If Rep. Robert Wexler were smart, he’d feel like an idiot. Wexler, a liberal Democratic congressman from South Florida, was the first high-profile Jewish politician outside of Illinois to endorse Barack Obama’s presidential candidacy. Thereafter, he vouched non-stop for Obama’s bona fides as a friend of Israel.

Within a few months of taking office, however, Obama was demanding unconditionally that Israel stop all new construction in its settlements even though the U.S., during the Bush administration, had informally assured Israel that natural growth construction was not objectionable. Israelis were thus told by Obama not to build homes for their children in their communities based on the hope that a Palestinian govenment capable of negotiating with Israel might one day emerge from the present chaos, and that this govenment might deign to recognize Israel’s right to exist and really mean it.

This week, Wexler was in Israel for the third time this year attempting to gloss over Obama’s one-sided hostility towards Israel — and in particular towards the government of Prime Minister Netanyahu — while trying to persuade Israel to bend to the will of his patron. Recognizing that there is no Palestinian “peace partner,” Wexler argued that Israel stood to gain the normalization of relations with “22 Arab states” if only it would freeze all settlement construction. Recognizing that this result is implausible, a desperate-sounding Wexler said:

I want to see, if Israel makes substantial movement toward a credible peace process, whether [the Arab states] are willing to do it. And if they are not, better that we should find out five or six months into the process, before Israel is actually asked to compromise any significant position.

In other words, the settlement freeze is only the first, and least significant, in a series of demands Obama intends to make on Israel.

Wexler then tried to signal that the freeze would not be absolute:

I don’t see an equation where it is in Israel’s interest to say no, so I believe Israel will say yes, under a certain set of qualifications that Israel will agree to. This is one hundred percent in Israel’s national security interest. Any process of discussion requires compromise, particularly amongst friends and allies if they are coming from different points.

Wexler would not identify the “qualifications” to the settlement freeze the Obama administration might agree to. In any event, Secretary of State Clinton has made it clear that President Obama is demanding a total freeze, without exception or qualification. A month ago, she stated “[President Obama] wants to see a stop to settlements — not some settlements, not outposts, not ‘natural growth’ exceptions. That is our position. That is what we have communicated very clearly.” To my knowledge, neither the president nor anyone in his administration has backed away from that position.

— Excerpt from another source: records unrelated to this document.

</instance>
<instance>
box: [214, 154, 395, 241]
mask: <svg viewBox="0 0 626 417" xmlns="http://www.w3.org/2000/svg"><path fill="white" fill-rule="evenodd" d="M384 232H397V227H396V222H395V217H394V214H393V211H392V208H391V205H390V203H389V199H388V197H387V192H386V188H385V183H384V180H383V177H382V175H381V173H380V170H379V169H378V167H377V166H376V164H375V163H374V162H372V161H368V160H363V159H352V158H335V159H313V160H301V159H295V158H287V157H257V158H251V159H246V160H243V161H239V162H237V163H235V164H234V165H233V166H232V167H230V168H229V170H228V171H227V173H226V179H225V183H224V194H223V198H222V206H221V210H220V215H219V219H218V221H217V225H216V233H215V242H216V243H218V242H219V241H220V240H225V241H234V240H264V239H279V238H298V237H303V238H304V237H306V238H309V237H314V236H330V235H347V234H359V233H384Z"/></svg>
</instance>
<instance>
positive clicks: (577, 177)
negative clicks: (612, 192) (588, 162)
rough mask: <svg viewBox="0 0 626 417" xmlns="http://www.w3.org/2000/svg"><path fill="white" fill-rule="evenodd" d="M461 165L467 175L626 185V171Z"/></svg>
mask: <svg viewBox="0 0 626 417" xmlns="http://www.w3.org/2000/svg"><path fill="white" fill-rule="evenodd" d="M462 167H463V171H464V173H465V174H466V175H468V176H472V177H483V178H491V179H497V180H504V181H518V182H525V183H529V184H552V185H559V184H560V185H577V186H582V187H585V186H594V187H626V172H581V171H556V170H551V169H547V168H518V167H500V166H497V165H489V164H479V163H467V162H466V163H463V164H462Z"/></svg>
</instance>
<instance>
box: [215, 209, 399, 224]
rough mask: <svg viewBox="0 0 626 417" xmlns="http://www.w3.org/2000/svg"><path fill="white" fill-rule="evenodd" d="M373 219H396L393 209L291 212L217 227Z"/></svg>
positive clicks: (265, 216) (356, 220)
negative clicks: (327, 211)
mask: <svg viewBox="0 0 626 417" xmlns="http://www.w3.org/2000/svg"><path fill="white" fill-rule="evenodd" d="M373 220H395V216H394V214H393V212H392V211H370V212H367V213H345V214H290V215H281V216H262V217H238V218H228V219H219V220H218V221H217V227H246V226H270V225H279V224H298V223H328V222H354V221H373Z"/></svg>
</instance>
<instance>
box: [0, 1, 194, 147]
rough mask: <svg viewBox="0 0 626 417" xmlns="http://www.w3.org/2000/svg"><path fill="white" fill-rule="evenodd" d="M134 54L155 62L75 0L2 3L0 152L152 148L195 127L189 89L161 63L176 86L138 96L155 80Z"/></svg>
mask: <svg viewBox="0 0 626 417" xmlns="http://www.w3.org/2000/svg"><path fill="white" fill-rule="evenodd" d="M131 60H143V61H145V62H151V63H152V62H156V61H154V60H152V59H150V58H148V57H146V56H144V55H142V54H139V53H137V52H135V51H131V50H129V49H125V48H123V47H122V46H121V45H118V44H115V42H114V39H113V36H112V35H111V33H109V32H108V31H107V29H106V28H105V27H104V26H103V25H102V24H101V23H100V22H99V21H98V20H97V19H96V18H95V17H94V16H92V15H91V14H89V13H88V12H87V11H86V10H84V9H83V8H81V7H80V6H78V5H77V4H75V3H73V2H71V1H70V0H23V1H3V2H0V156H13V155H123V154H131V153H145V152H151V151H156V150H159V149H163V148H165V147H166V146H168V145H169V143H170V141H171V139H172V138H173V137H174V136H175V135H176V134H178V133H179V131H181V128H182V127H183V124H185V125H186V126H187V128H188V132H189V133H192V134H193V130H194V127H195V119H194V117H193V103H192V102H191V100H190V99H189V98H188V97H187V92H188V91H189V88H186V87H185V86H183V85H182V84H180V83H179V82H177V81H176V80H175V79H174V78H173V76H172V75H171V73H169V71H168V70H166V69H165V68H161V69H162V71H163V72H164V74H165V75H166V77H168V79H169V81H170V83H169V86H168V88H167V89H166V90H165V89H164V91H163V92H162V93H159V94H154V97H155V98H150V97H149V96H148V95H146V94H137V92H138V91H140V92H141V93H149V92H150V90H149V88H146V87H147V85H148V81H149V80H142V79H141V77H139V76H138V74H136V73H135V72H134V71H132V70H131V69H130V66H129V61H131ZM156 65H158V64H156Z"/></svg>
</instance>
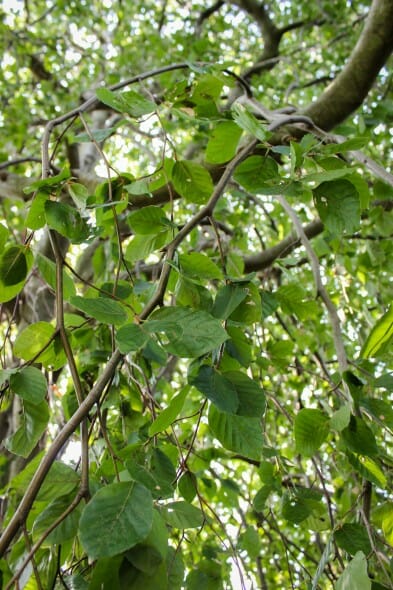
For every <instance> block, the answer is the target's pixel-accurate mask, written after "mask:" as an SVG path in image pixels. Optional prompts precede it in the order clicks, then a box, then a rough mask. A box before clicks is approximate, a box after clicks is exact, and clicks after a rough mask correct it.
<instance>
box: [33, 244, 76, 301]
mask: <svg viewBox="0 0 393 590" xmlns="http://www.w3.org/2000/svg"><path fill="white" fill-rule="evenodd" d="M36 263H37V266H38V269H39V271H40V273H41V275H42V276H43V278H44V279H45V281H46V282H47V283H48V285H49V286H50V287H52V289H53V290H56V288H57V287H56V264H55V263H54V262H53V261H52V260H50V259H49V258H47V257H46V256H44V255H43V254H40V253H39V252H37V255H36ZM75 292H76V291H75V285H74V281H73V280H72V278H71V277H70V275H69V274H68V273H67V271H66V270H65V269H64V270H63V295H64V299H65V301H69V300H70V297H72V296H73V295H75Z"/></svg>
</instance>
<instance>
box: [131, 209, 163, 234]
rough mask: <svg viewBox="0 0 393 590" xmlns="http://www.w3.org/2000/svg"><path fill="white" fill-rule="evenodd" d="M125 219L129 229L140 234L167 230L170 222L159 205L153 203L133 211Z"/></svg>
mask: <svg viewBox="0 0 393 590" xmlns="http://www.w3.org/2000/svg"><path fill="white" fill-rule="evenodd" d="M127 220H128V223H129V224H130V226H131V229H132V230H133V231H134V232H135V233H136V234H141V235H157V234H158V233H160V232H162V231H167V230H168V228H169V226H170V223H171V222H170V221H169V219H168V218H167V217H166V216H165V213H164V212H163V210H162V209H161V207H154V206H153V205H150V206H148V207H144V208H143V209H138V210H137V211H133V212H132V213H130V215H129V216H128V218H127Z"/></svg>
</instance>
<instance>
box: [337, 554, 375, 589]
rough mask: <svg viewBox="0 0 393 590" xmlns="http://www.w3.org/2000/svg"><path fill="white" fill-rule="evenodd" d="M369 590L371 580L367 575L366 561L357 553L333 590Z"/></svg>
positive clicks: (365, 559)
mask: <svg viewBox="0 0 393 590" xmlns="http://www.w3.org/2000/svg"><path fill="white" fill-rule="evenodd" d="M360 588H361V590H371V580H370V578H369V577H368V575H367V559H366V556H365V555H364V553H363V552H362V551H358V552H357V553H356V555H355V557H354V558H353V559H352V561H350V562H349V564H348V565H347V567H346V568H345V570H344V572H343V573H342V574H341V576H340V577H339V579H338V580H337V583H336V586H335V590H360Z"/></svg>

Wexler then criticized the Israeli press for playing up Obama’s demands on the Israelis without stressing his demand that Arab states normalize relations with Israel. But Wexler acknowledged that Obama expects Israel to meet his demands not only in advance of any actual steps towards normalization by any Arab state, but also in advance of any indication that any Arab state will take such steps if Israel adopts the total freeze. Wexler dismissed Israel’s desire to see something positive from its adversaries before it impairs the rights of its own citizens as “childish.”

Wexler may or may not feel like an idiot. But Israelis should feel like idiots if they take him seriously.